This New York was a great place! There rose before him the vision of his little room in the Appian Way in Cambridge. Had he remained he would be just about going over to Memorial for his supper at the ill-assorted and uncongenial "graduates' table" to which he had belonged. Jaggers would have been there, and the Botany man, and that fresh chap, who ran the business end of The Crimson, and was always chaffing him about society. He smiled as he thought of the quiet corner of the club, and of the little table with its snowy linen by the window, which he had appropriated.

In Cambridge he had passed long months without experiencing anything more stimulating than a Sunday afternoon call on a professor's daughter or an occasional trip into Boston for the theater, supplemented by a solitary Welsh rabbit at Billy Park's. Other men in the department had belonged to the Tavern Club, in Boston, or the Cambridge Dramatic Society, but he had never been asked to join anything, nor had he possessed the entrée even to the modest society of Cambridge. He was obliged to acknowledge—and it was in a measure gratifying to him to do so, since it threw his success into the higher relief—that judged by present standards his old life had been an absolute failure. No matter how genial he had tried to be, he had elicited little or no response. The days had been one dull round of tramping from his meals to lectures, and from lectures to the library. Although he had had no friends among his classmates, he had at least known their faces, but after graduation he had found himself, as it were, alone among strangers. As time went on he had become desperately unhappy and his work had suffered in consequence.

Then he had come to New York. As if sent by Fate, Rogers had appeared, sought his companionship, made much of him. He began to think that perhaps he had misinterpreted the attitude of his quondam associates—they were such a quiet, prosaic, hard-working lot—so different from these debonair New Yorkers. And was not the cane they had presented to him on his departure a good evidence of their esteem? He swung it proudly. How well he recalled the moment when old Curtis had placed the treasure of gold and mahogany in his hands and, in the presence of his colleagues, had made his little speech, expressing their regret at losing him and wishing him all success. Then the others had clapped and cheered and he had stammered out his thanks. The presentation had been a tremendous surprise. Well, they were a good sort; a little dull, perhaps, but a good sort!

Then, too, he felt himself a better man for his association with Rogers and his friends. It was such a new sensation to be appreciated and made something of that he had grown spiritually broader and taller. It had been very hard in Cambridge, where he had felt himself neglected and passed over, not to be selfish and spiteful. His standards had imperceptibly lowered. He had "looked at mean things in a mean way." Here it was different. With genial, broad-minded associates he had become warm-hearted and liberal. His drooping ideals had reared their heads. He felt new confidence in and respect for himself. Now he looked the world squarely in the eye. His work was improving, and the faculty at Columbia had expressed their appreciation of it. Life had never been so worth living. No one, he resolved, should ever suspect how small and narrow he had been before. He would always be the cheerful, generous, kindly chap for whom everybody seemed to take him. He had become a new man by reason of a little human sympathy.

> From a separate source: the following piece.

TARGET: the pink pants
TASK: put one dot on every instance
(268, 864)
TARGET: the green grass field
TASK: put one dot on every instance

"How busy people are!" he thought. "I guess I'll have another try at Rogers." He crossed the avenue, found the house, and rang the bell. The bay window of the drawing-room was on a level with where he stood, and he caught a glimpse of Mrs. Rogers sitting beside a cozy tea table, and of little Jack playing by the fire. The maid, slipping aside the silk curtain before opening the door, inspected the visitor.

"Mrs. Rogers is not at home," she remarked.

Brown was paralyzed at such open prevarication.

"I—I beg your pardon. But I think Mrs. Rogers is in."

"Mrs. Rogers is not receiving," curtly replied the maid.

Brown, vanquished but unconvinced, turned down the steps. At the bottom he stopped with a quick breath and glanced back at the house. Then he gave his trousers leg a cut with his gold-headed cane, and with a courageous whistle started up the avenue again.